ERBA Diagnostics, a fully integrated in vitro diagnostics company, has announced that it has received clearance from the US Food and Drug Administration (FDA) on the 510(k) premarket submission that the company had filed for its new clinical chemistry analyzer – the XL 200.

The XL-200 is a random access, clinical chemistry analyzer that can perform up to 400 tests per hour. Clinical chemistry analysis is one of the most widely and routinely performed diagnostics procedures in all clinical diagnostics laboratories.

ERBA Diagnostics interim CEO Sanjiv Suri said the company is excited with this clearance as it enables it to provide a comprehensive clinical chemistry system with instrument and reagent kits for routine clinical chemistry and electrolytes.

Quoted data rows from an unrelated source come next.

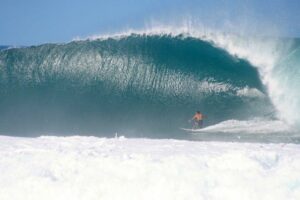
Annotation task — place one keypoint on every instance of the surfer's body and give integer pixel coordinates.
(198, 120)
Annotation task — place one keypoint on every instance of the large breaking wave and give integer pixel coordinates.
(139, 85)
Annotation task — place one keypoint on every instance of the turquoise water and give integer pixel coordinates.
(137, 85)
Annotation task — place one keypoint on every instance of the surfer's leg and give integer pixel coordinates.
(200, 124)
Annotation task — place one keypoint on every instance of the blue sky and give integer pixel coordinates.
(26, 22)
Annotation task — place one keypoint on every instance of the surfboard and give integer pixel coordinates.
(190, 130)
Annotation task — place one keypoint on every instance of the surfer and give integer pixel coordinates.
(198, 120)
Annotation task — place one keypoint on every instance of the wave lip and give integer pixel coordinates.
(87, 82)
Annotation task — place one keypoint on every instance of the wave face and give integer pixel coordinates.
(138, 85)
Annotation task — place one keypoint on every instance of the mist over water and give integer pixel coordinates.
(144, 85)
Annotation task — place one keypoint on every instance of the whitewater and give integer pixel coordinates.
(75, 101)
(120, 168)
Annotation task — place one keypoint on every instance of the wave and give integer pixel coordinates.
(137, 83)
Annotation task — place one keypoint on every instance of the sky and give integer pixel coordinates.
(50, 21)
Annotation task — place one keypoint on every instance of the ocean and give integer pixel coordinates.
(150, 84)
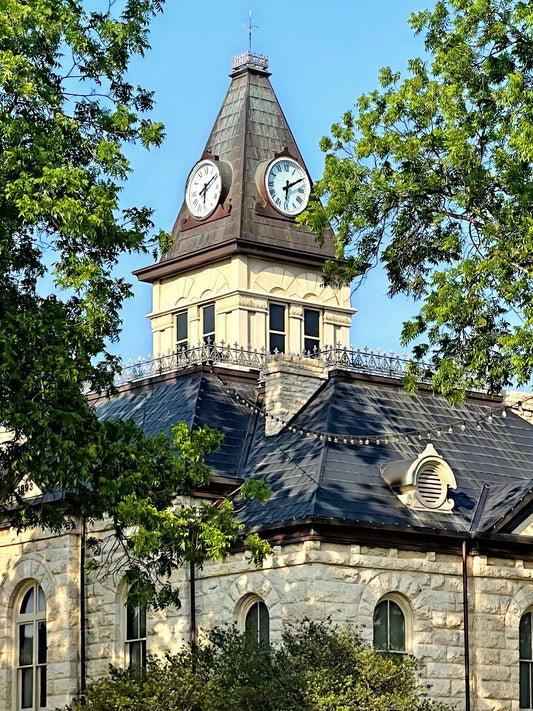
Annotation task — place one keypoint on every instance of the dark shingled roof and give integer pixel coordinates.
(249, 129)
(196, 399)
(331, 480)
(336, 481)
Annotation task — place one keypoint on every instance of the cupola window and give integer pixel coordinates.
(182, 331)
(276, 328)
(311, 330)
(208, 323)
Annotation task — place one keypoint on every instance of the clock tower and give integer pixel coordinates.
(241, 269)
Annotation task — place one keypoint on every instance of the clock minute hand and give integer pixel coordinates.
(289, 185)
(206, 185)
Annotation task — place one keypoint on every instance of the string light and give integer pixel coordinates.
(374, 438)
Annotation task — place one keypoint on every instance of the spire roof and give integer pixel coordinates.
(250, 129)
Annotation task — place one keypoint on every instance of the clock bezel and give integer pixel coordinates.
(188, 200)
(279, 159)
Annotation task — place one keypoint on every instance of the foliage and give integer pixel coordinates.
(67, 110)
(315, 668)
(433, 176)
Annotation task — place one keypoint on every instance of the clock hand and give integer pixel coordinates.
(289, 185)
(206, 185)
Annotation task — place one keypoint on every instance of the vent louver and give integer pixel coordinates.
(422, 483)
(429, 486)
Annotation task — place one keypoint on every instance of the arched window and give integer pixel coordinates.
(136, 636)
(31, 649)
(526, 662)
(257, 621)
(389, 627)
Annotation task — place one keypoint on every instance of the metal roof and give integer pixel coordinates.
(250, 128)
(312, 477)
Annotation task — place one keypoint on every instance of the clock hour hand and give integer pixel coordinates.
(206, 185)
(289, 185)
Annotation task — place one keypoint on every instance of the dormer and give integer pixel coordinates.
(422, 484)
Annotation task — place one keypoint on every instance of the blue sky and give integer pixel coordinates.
(322, 56)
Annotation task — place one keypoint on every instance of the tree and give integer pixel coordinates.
(314, 668)
(66, 111)
(433, 176)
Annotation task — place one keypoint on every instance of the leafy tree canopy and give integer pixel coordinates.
(314, 668)
(432, 175)
(67, 109)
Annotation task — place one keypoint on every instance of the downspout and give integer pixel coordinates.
(466, 620)
(466, 636)
(192, 602)
(83, 651)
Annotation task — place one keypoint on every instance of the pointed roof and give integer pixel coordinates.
(250, 128)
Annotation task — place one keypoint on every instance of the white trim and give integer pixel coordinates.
(407, 611)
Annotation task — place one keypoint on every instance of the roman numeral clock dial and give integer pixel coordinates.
(287, 185)
(204, 188)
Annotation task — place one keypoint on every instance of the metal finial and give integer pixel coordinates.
(250, 27)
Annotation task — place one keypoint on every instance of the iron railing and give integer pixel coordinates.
(360, 360)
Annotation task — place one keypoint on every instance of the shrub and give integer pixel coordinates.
(314, 668)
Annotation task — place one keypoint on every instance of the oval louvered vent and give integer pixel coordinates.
(430, 487)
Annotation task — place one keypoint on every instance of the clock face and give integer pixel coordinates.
(288, 186)
(204, 187)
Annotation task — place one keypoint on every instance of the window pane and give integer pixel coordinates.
(251, 624)
(141, 621)
(277, 318)
(311, 345)
(396, 628)
(41, 640)
(525, 636)
(137, 654)
(26, 688)
(525, 685)
(41, 605)
(380, 626)
(27, 602)
(42, 687)
(209, 319)
(181, 327)
(277, 343)
(264, 624)
(25, 645)
(132, 622)
(311, 323)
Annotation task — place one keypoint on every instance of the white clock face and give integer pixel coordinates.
(288, 186)
(204, 187)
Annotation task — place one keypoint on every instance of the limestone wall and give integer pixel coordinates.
(344, 583)
(53, 562)
(309, 580)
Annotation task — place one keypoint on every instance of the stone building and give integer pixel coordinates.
(399, 514)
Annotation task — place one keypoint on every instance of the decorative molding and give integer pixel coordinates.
(337, 318)
(239, 300)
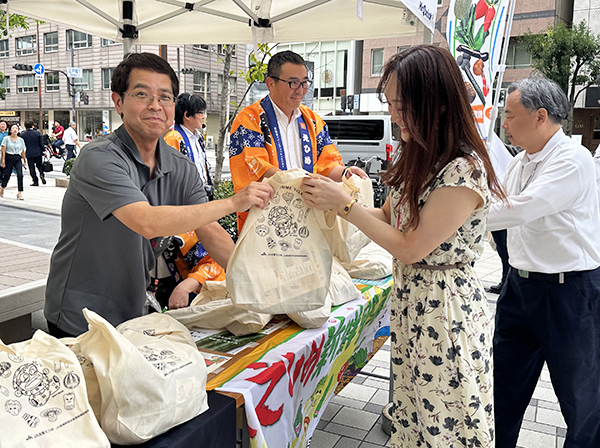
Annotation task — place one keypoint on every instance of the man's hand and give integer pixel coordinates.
(255, 193)
(180, 296)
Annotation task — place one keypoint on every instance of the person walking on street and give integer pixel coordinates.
(71, 140)
(549, 308)
(34, 149)
(13, 155)
(58, 134)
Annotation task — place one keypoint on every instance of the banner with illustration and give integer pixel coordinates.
(288, 388)
(475, 32)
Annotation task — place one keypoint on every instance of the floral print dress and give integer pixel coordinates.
(441, 332)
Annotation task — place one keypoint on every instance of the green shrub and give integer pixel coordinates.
(229, 222)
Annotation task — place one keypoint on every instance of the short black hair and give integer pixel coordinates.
(119, 82)
(192, 104)
(278, 59)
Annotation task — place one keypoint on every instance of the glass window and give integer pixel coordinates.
(77, 39)
(232, 84)
(376, 61)
(6, 84)
(517, 56)
(86, 82)
(106, 77)
(25, 45)
(52, 82)
(26, 84)
(51, 42)
(4, 48)
(201, 82)
(221, 49)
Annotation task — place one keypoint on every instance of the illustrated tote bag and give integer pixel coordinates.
(44, 398)
(281, 263)
(147, 384)
(344, 238)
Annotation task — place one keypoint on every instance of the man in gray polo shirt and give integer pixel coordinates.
(126, 189)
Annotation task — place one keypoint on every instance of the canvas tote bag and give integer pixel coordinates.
(281, 263)
(344, 238)
(148, 385)
(212, 309)
(43, 397)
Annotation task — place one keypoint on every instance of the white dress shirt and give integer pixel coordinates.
(198, 152)
(290, 137)
(553, 216)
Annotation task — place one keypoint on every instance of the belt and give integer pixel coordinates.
(444, 267)
(540, 276)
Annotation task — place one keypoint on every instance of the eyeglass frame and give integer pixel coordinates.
(150, 99)
(307, 83)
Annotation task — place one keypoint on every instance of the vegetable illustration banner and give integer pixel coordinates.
(475, 31)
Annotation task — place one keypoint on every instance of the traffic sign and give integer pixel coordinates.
(74, 72)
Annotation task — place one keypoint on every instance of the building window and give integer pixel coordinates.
(232, 84)
(201, 82)
(6, 84)
(25, 45)
(26, 84)
(221, 50)
(4, 48)
(52, 82)
(77, 39)
(86, 82)
(106, 77)
(51, 42)
(517, 56)
(376, 61)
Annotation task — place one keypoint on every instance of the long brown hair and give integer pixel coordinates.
(438, 117)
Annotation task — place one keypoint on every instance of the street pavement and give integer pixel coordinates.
(353, 418)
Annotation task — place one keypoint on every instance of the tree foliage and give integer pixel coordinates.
(570, 56)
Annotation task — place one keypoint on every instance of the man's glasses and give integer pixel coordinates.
(163, 100)
(295, 84)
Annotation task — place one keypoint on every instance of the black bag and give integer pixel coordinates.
(47, 166)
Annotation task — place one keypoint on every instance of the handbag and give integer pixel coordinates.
(47, 166)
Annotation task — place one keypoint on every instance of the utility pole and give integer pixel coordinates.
(40, 122)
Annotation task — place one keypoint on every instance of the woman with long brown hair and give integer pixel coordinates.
(433, 223)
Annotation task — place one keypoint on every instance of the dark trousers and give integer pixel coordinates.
(13, 161)
(499, 237)
(35, 162)
(539, 321)
(70, 152)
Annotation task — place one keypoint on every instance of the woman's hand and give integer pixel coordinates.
(323, 193)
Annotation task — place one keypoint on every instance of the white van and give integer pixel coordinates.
(363, 136)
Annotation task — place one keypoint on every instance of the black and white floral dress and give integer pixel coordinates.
(441, 332)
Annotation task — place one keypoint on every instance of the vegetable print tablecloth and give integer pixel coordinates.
(292, 378)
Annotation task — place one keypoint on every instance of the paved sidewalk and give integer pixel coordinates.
(353, 418)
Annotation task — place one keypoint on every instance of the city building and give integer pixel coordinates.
(88, 100)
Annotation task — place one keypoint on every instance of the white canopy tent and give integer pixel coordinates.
(231, 21)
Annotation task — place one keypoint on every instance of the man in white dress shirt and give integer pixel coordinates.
(549, 308)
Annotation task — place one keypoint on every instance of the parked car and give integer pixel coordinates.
(363, 136)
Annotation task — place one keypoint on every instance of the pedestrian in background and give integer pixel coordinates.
(13, 155)
(34, 150)
(71, 140)
(549, 308)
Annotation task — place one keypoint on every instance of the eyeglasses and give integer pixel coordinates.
(143, 97)
(295, 84)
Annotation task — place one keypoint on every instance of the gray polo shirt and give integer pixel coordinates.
(98, 262)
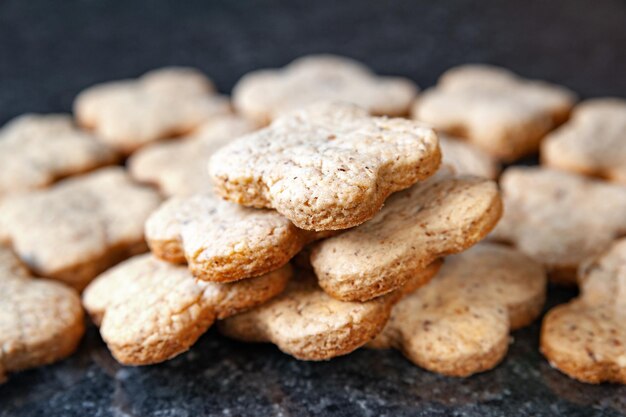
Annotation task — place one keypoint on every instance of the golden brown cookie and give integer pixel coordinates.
(443, 215)
(593, 142)
(37, 150)
(559, 218)
(501, 113)
(79, 227)
(328, 167)
(308, 324)
(222, 241)
(150, 311)
(179, 168)
(459, 323)
(586, 338)
(41, 321)
(263, 95)
(162, 103)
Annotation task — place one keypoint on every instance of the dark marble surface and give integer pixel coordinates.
(50, 50)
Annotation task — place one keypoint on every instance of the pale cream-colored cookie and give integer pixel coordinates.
(501, 113)
(559, 218)
(586, 338)
(41, 321)
(222, 241)
(37, 150)
(443, 215)
(327, 167)
(179, 168)
(459, 323)
(466, 158)
(308, 324)
(79, 227)
(266, 94)
(129, 114)
(150, 311)
(593, 142)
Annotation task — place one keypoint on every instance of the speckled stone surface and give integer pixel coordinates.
(49, 51)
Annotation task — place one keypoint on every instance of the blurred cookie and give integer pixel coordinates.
(459, 323)
(162, 103)
(494, 109)
(266, 94)
(79, 227)
(593, 142)
(41, 321)
(179, 168)
(586, 338)
(559, 218)
(150, 311)
(443, 215)
(37, 150)
(328, 167)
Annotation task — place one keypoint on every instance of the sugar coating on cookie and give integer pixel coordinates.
(466, 158)
(162, 103)
(37, 150)
(330, 166)
(266, 94)
(443, 215)
(459, 323)
(79, 227)
(41, 321)
(559, 218)
(179, 168)
(586, 338)
(150, 311)
(501, 113)
(222, 241)
(593, 142)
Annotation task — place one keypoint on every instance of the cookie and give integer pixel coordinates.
(593, 142)
(179, 168)
(41, 321)
(37, 150)
(150, 311)
(266, 94)
(559, 218)
(459, 323)
(494, 109)
(79, 227)
(167, 102)
(328, 167)
(222, 241)
(443, 215)
(586, 338)
(466, 158)
(308, 324)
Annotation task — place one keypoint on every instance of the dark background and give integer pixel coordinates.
(50, 50)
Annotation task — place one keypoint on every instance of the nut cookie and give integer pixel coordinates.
(179, 168)
(129, 114)
(593, 142)
(263, 95)
(586, 338)
(150, 311)
(37, 150)
(222, 241)
(443, 215)
(459, 323)
(308, 324)
(79, 227)
(466, 158)
(41, 321)
(328, 167)
(494, 109)
(559, 218)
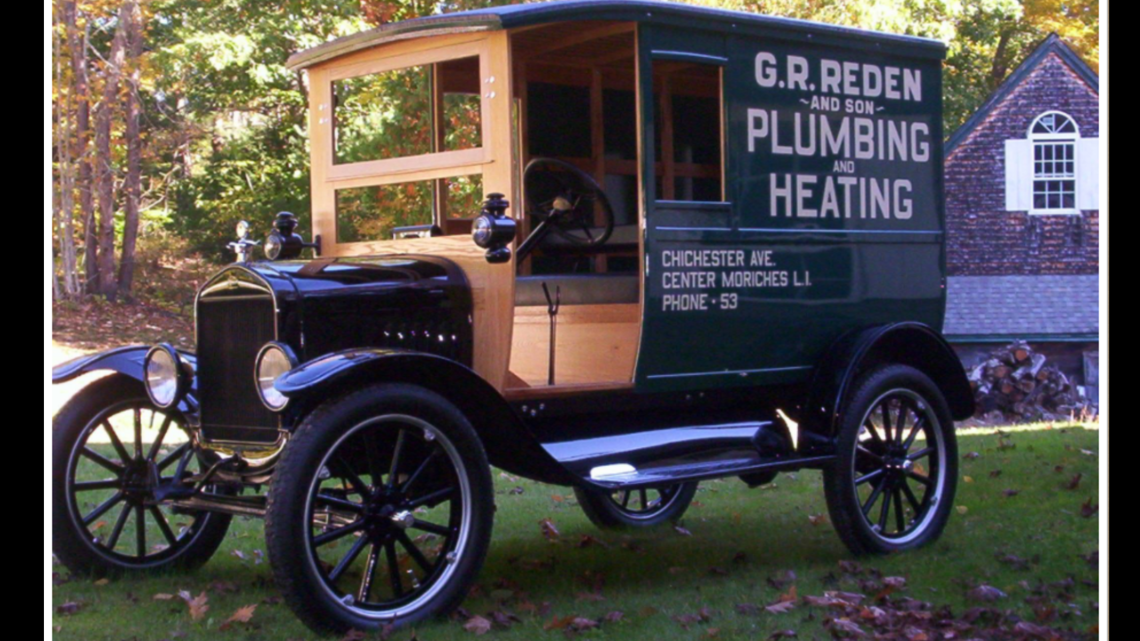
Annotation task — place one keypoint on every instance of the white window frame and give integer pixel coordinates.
(1042, 139)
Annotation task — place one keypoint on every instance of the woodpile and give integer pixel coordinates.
(1016, 384)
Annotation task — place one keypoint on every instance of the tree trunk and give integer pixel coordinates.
(105, 171)
(65, 205)
(82, 102)
(1000, 67)
(133, 153)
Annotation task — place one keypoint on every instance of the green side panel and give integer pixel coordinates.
(835, 219)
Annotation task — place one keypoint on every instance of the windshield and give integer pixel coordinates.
(402, 114)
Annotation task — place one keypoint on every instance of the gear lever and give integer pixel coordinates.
(555, 303)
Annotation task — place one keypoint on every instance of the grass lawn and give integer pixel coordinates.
(661, 579)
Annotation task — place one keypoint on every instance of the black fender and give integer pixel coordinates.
(906, 343)
(509, 441)
(127, 360)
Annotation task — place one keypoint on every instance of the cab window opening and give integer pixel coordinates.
(689, 128)
(405, 113)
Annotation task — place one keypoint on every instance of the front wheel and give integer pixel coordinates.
(893, 485)
(629, 509)
(113, 452)
(381, 511)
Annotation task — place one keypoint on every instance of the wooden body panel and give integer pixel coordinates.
(596, 345)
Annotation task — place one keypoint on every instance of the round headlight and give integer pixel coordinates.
(491, 232)
(482, 230)
(274, 362)
(274, 245)
(165, 382)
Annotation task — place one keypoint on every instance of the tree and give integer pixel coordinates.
(133, 186)
(105, 168)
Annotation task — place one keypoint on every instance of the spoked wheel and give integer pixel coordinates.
(637, 508)
(113, 452)
(894, 484)
(382, 511)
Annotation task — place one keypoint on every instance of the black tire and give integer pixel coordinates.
(80, 545)
(656, 506)
(878, 460)
(366, 429)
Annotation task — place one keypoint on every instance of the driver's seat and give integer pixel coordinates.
(578, 289)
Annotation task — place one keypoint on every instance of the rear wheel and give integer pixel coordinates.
(112, 448)
(629, 509)
(381, 511)
(893, 485)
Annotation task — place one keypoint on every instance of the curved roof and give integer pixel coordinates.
(672, 14)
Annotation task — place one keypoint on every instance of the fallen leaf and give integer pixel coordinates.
(583, 624)
(478, 626)
(588, 541)
(550, 530)
(845, 627)
(748, 610)
(1014, 561)
(986, 594)
(68, 609)
(198, 605)
(782, 581)
(241, 617)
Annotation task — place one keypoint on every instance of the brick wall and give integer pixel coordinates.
(983, 238)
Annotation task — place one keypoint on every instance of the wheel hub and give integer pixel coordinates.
(384, 514)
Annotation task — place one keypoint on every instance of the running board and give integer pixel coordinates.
(698, 471)
(253, 506)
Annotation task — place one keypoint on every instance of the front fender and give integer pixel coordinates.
(127, 360)
(908, 343)
(509, 441)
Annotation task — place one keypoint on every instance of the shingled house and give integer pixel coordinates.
(1023, 216)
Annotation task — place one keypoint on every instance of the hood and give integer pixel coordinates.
(415, 302)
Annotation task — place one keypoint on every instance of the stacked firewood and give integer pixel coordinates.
(1015, 383)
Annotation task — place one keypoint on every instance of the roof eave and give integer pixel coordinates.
(392, 32)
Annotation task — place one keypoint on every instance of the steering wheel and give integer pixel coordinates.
(563, 199)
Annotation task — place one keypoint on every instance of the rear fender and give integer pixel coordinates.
(906, 343)
(510, 444)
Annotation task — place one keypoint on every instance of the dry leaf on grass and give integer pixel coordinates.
(241, 617)
(478, 626)
(986, 594)
(198, 605)
(550, 530)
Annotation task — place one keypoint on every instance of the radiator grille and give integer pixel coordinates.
(231, 331)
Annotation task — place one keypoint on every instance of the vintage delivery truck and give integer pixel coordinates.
(623, 246)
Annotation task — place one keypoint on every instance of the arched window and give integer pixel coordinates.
(1053, 136)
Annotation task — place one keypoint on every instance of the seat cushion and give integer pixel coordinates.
(579, 289)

"We expect the XL 200 to complement and enhance the existing portfolio of immunology and hematology systems we offer to US hospitals, reference labs and physician office labs. We also expect the XL 200 to enhance our position with our key distributors to leverage their efforts and become more relevant to their customers with the enhanced offering.

"Industry analysts estimate that the size of the U.S. clinical chemistry market is approximately $5.0 billion.

"We expect the XL 200 to give us an entry in to this significant market and contribute to our revenue growth in future. Industry analysts have stated that they expect a rise in the number of insured in the U.S. will likely be compounded with other factors to revive the IVD market," Suri added.